Lauren Boebert’s ‘Beetlejuice’ Saga Just Peaked
I don’t know what song in Beetlejuice the Musical could possibly have gotten audience members so worked up that they ended up groping each other and acting like general fools but that’s exactly what happened to Lauren Boebert.
The Republican ghoul was under fire all last week and through the weekend after being kicked out of a Denver production of the touring show when she decided it was okay to vape during the show and take pictures with the flash on. She denied doing those things but had to backpeddle when security videos showed all of that and so much more.
Security footage shows Boebert and her date very clearly groping each other during the show, in front of everyone, including the children in the audience.

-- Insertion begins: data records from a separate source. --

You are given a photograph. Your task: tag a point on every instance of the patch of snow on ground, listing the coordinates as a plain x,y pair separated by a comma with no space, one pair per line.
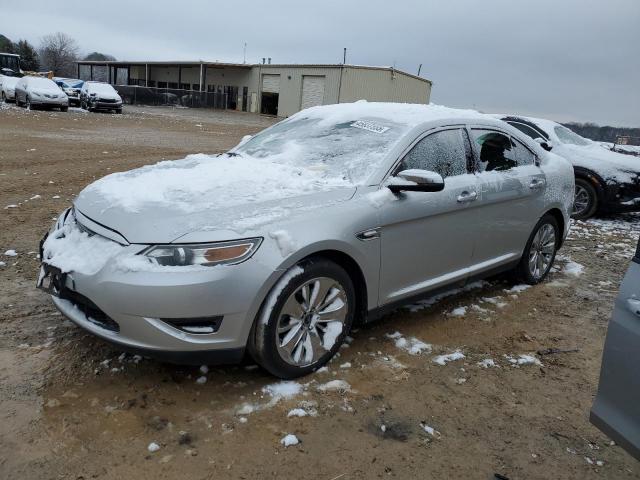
458,312
411,345
449,357
487,363
289,440
334,386
572,268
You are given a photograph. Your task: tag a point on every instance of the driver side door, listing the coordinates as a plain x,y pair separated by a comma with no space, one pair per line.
427,238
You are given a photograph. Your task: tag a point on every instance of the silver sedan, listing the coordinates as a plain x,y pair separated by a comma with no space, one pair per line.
332,216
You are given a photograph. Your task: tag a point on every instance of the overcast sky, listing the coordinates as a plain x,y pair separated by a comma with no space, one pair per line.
561,59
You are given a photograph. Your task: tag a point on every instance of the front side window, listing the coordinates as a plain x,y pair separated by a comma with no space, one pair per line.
499,152
527,130
443,152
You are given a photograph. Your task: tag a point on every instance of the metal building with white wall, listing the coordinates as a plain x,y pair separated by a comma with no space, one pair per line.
281,89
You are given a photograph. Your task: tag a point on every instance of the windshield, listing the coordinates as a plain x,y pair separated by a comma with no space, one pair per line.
36,82
567,136
349,151
101,88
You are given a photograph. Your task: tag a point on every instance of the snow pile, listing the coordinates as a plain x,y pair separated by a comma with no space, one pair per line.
289,440
572,268
71,249
411,345
450,357
458,312
523,359
334,386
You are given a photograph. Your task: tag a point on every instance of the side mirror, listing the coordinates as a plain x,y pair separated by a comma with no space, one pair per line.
546,144
415,180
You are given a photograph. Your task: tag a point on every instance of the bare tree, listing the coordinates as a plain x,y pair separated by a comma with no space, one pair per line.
58,53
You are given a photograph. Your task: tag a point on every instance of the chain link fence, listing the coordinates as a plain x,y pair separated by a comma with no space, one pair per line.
135,95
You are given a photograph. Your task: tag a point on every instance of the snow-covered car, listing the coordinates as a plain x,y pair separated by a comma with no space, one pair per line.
331,216
72,87
7,88
606,181
100,96
35,92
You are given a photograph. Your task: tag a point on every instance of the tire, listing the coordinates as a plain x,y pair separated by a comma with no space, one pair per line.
585,200
289,347
541,248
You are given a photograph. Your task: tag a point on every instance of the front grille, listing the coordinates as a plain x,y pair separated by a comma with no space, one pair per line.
90,310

For a party that loves to go on and on and on about how other people are exposing children to sexual ideas and material …
The man Boebert is getting handsy with there is reportedly a guy named Quinn Gallagher, who owns a bar in Colorado that holds drag shows and is gay-friendly because Boebert’s hypocrisy knows no bounds.

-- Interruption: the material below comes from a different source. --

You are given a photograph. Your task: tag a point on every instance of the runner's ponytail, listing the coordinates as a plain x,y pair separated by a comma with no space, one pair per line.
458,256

What if it was to “Dead Mom”?
The premise of Beetlejuice the Musical is a lot like the movie: Lydia Deetz moves to a new house, meets some ghosts, and more importantly, meets Beetlejuice. The ghosts she meets first though are Barbara and Adam. They used to own the house and are lovely people who Lydia wishes were her parents. Beetlejuice? He just wants to be alive again and will do anything to get it. One of the songs that Lydia sings at the start of the show is “Dead Mom.” Her mother died and it’s the reason for their move and her new stepmother’s redecoration but all of that goes to the wayside when the ghosts take over.
This is all to set the scenes for the kind of songs that litter Beetlejuice. Yes, there is the classic “Banana Boat” song from the movie but the musical itself isn’t really the kind of music that gets most of us going in that way. Also, this is the kind of show that will undoubtedly have a ton of children present in the audience. It’s just all around a weird situation made worse by Boebert’s team lying about what actually happened.
Boebert now says that she fell “short of her values”—an admission she only made after we all saw the truth of what happened firsthand. Her behavior is bad but the reality is that the hypocrisy is worse. None of us would have really cared either way about this situation if it wasn’t for how Boebert uses her power to treat literally everyone else.